3. re.findall() - Uses the regular expression to find all matches, re.DOTALL allows . to match newline characters.
4. matches[0].strip() - Gets the first match and removes leading and trailing whitespace.
5. If there are no matches, return the original text.

Parse JSON String into Python Object#

Some modifications were made to the function.

class JsonOutputParser:
    def parse(self, result):
        # First, try to parse directly
        try:
            return json.loads(result)
        except json.JSONDecodeError:
            pass
            
        # Try to extract JSON content
        cleaned_result = extract_json_content(result)
        try:
            return json.loads(cleaned_result)
        except json.JSONDecodeError:
            pass
            
        # Try to fix common JSON errors
        try:
            # Handle single quotes
            fixed_result = cleaned_result.replace("'", '"')
            # Handle trailing commas
            fixed_result = re.sub(r',\s*}', '}', fixed_result)
            # Handle unclosed quotes
            fixed_result = re.sub(r'([^"])"([^"])', r'\1"\2', fixed_result)
            return json.loads(fixed_result)
        except json.JSONDecodeError as e:
            raise ValueError(f"Unable to parse JSON output. Original output: {result}\nError message: {str(e)}")

Function Explanation:

    Parameters:
        result (str): Text containing JSON generated by LLM
    Returns:
        dict: Parsed JSON object
        
    Optimization Description:
    1. Added multiple JSON extraction methods to improve robustness.
    2. Added JSON repair mechanism to handle common errors.
    3. Added retry mechanism to improve success rate.

Define GradingOpenAI#

class GradingOpenAI:
    def __init__(self):
        self.model = "glm-4-flash"
        self.output_parser = JsonOutputParser()
        self.template = """You are an expert in grading the Chinese patent agent examination,
skilled at generating scores and comments in Chinese based on the given questions and answers,
and outputting in a specific format.
Your task is to generate scores and comments in Chinese based on the answers provided by the candidates for the questions I input, and return them in JSON format.
The grading criteria should be somewhat lenient; as long as the candidate conveys the basic meaning, they should receive points.
If the answer has numerical annotations, it means that if the candidate answers this knowledge point, they will receive a certain number of points for this question.
The generated comments in Chinese need to be correctly parsed by the json.loads() function.
The entire generated comment in Chinese should be wrapped in English double quotes, and within the wrapped string, please use Chinese double quotes.
The comments in Chinese should not contain newline characters, escape characters, etc.

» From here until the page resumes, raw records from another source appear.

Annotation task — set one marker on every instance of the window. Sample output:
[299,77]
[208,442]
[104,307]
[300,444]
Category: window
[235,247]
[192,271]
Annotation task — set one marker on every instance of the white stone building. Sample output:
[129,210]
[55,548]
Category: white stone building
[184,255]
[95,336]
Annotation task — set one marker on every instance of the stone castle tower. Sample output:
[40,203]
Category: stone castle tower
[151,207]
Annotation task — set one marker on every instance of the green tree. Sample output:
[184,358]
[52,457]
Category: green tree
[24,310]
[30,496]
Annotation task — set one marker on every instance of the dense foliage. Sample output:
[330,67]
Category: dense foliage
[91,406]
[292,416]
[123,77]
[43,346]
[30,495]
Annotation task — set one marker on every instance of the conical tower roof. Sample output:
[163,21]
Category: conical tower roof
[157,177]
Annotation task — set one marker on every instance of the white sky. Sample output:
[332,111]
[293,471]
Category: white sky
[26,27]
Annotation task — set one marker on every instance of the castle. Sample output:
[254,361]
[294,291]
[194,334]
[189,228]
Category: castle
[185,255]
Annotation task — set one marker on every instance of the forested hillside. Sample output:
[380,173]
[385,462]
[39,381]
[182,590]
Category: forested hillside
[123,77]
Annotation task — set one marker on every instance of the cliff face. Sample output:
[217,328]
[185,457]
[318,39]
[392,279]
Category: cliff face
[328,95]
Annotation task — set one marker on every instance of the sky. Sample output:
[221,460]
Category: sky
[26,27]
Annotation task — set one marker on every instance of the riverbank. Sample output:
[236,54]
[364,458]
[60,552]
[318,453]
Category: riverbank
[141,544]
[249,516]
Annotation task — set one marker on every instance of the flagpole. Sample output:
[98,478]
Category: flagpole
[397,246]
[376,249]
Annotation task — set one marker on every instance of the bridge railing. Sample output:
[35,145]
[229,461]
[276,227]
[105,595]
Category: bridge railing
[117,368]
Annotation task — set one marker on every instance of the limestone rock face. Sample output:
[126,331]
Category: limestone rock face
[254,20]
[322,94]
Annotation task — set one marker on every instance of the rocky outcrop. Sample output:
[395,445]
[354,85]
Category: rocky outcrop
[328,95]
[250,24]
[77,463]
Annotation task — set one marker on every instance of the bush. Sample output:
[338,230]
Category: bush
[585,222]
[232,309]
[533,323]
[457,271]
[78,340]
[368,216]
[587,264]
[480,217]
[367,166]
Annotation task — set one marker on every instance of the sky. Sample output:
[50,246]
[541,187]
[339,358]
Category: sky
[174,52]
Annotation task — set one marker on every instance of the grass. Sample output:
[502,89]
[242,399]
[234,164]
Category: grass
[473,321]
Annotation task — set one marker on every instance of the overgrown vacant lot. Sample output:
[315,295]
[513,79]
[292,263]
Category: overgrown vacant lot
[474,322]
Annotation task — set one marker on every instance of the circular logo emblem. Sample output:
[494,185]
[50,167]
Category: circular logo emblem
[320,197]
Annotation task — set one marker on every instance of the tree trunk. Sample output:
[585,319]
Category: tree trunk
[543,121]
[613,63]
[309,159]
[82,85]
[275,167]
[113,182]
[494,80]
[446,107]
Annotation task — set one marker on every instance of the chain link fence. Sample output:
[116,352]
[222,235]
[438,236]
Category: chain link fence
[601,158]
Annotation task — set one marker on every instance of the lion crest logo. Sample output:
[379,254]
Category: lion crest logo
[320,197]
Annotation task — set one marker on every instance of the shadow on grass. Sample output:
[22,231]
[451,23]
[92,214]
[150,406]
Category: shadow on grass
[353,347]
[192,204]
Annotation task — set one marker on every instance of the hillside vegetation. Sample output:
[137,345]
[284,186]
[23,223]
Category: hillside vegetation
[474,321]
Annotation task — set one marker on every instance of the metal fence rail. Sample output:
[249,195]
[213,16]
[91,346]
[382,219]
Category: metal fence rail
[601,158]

The output format is JSON:
{{
  "llmgetscore": 0,
  "llmcomments": "Chinese comments"
}}

Compare the student's answer with the correct answer,
and provide a score out of 10 and comments in Chinese. 
Question: {ques_title} 
Answer: {answer} 
Student's reply: {reply}"""

    def create_prompt(self, ques_title, answer, reply):
        return self.template.format(
            ques_title=ques_title,
            answer=answer,
            reply=reply
        )

    def grade_answer(self, ques_title, answer, reply):
        success = False
        while not success:
            # This is a necessary expedient
            # The above JSON parsing function is not performing well, so generate several times until parsing succeeds.
            # First parse the content generated by the large model; if parsing fails, let the large model generate it again.
            try:
                response = client.chat.completions.create(
                    model=self.model,
                    messages=[
                        {"role": "system", "content": "You are a professional examination grading expert."},
                        {"role": "user", "content": self.create_prompt(ques_title, answer, reply)}
                    ],
                    temperature=0.7
                )

                result = self.output_parser.parse(response.choices[0].message.content)
                success = True
            except Exception as e:
                print(f"Error occurred: {e}")
                continue

        return result['llmgetscore'], result['llmcomments']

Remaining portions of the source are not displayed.